Explorando el Entorno y la Lectoescritura

Diario de Prácticas de Observación: 10-Septiembre-2024

Hoy se llevó a cabo una evaluación diagnóstica de lectoescritura con los alumnos, enfocándonos en identificar su reconocimiento y pronunciación de las letras del alfabeto. Los alumnos participaron activamente, mencionando los nombres de las letras y cómo se pronuncian, además de realizar un dictado de palabras subjetivas para evaluar sus avances en escritura. Esta evaluación fue clave para medir el progreso de los estudiantes en este aspecto fundamental del lenguaje, revelando áreas de mejora y consolidación.



Posteriormente, en el campo de Saberes y Pensamiento Científico, la maestra titular inició un interesante proyecto de observación del entorno. Los alumnos fueron llevados al patio para observar el estado de la escuela antes del recreo, examinando si estaba limpia o sucia, entre otros factores. Luego, después de la hora del descanso, repitieron la actividad, comparando el antes y después. La mayoría de los estudiantes concluyó que la escuela estaba más sucia después del recreo, lo que llevó a una reflexión grupal sobre las acciones que contaminan el medio ambiente. Algunos alumnos pasaron al pizarrón para identificar y encerrar las acciones que consideraban dañinas para su entorno. Se generó una interesante discusión sobre si el alto volumen de la música y el exceso de señalamientos podrían ser considerados contaminantes, lo cual motivó a algunos a investigar más y compartir sus hallazgos en la próxima clase.



Durante la jornada, se presentó una situación de conflicto cuando un alumno de otro grado comenzó a molestar a los estudiantes de nuestra clase. Intervenimos para informar a la maestra del otro grado sobre la situación y asegurarnos de que se resolviera de manera adecuada.

Ser testigo de cómo los alumnos exploran, cuestionan y se interesan por temas tan importantes como el cuidado del medio ambiente es una de las mayores recompensas de la enseñanza. Estas experiencias nos recuerdan que, como docentes, no solo formamos académicamente, sino que también inspiramos a nuestros estudiantes a ser ciudadanos responsables y conscientes. Cada día es una nueva oportunidad para fomentar la curiosidad, el respeto por su entorno y la responsabilidad social, ayudándoles a crecer como personas integrales que valoran tanto su aprendizaje como el impacto de sus acciones.
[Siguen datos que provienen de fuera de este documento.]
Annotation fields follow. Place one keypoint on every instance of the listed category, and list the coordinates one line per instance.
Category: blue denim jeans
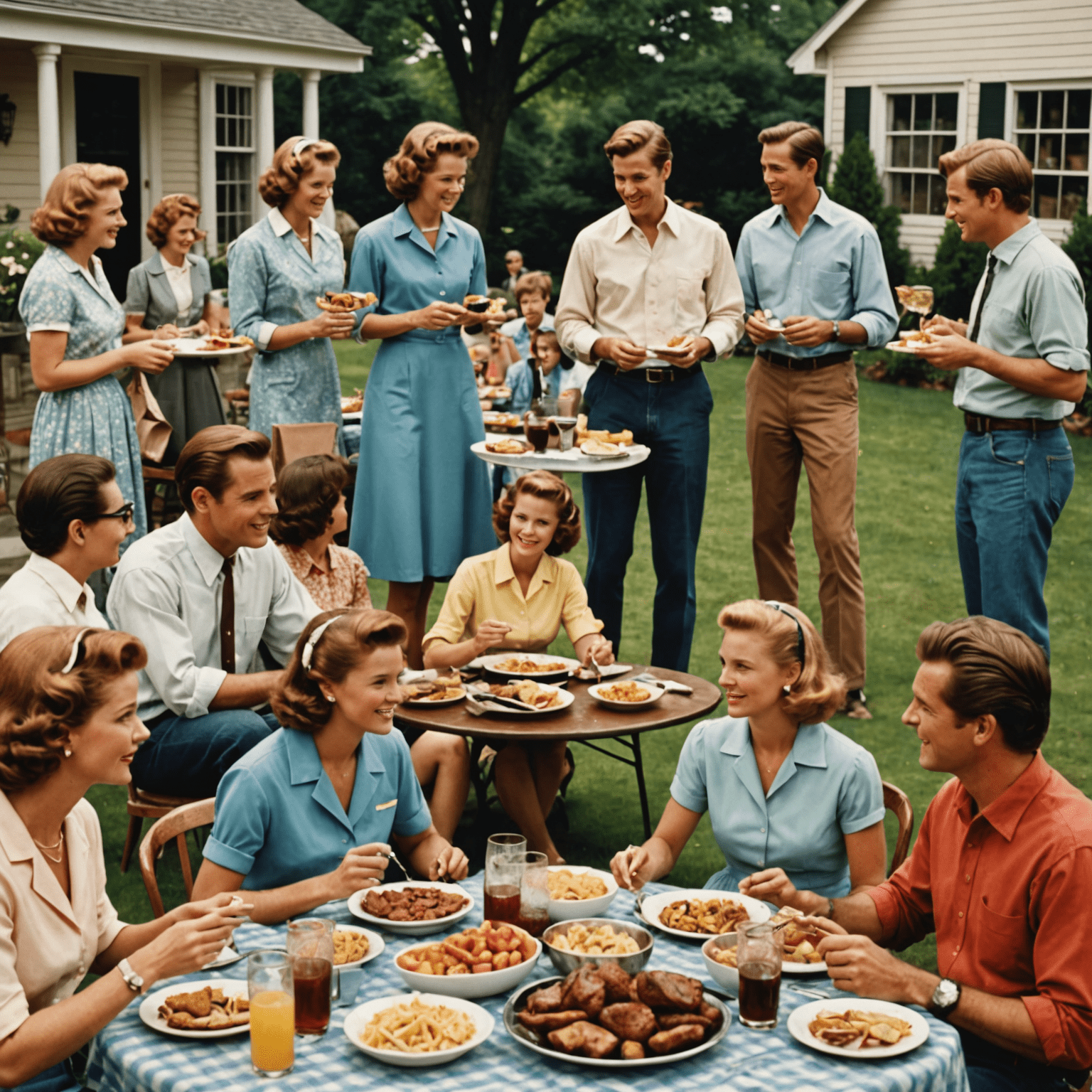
(188, 756)
(673, 419)
(1010, 494)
Ver cómo los estudiantes comienzan a cuestionar su entorno y las acciones que afectan al medio ambiente es un recordatorio poderoso del impacto que un docente puede tener más allá de los libros de texto. Al guiarlos en estas reflexiones, no solo se está cumpliendo con los objetivos académicos, sino también fomentando habilidades críticas y una conciencia ecológica que los acompañará en su vida diaria. Estos momentos, donde los alumnos se sienten motivados a investigar más allá de lo visto en clase, son los que realmente marcan la diferencia. Ser parte de este proceso de formación integral, donde no solo se adquieren conocimientos, sino también valores y responsabilidad, es un recordatorio de que la enseñanza es una herramienta transformadora. Como futuros docentes, tenemos el privilegio y la responsabilidad de sembrar las semillas del pensamiento crítico, el respeto por el entorno y la acción positiva. Cada situación, incluso los pequeños dilemas, nos brinda la oportunidad de inspirar en nuestros alumnos una curiosidad que los llevará a ser agentes de cambio en su comunidad y en el mundo.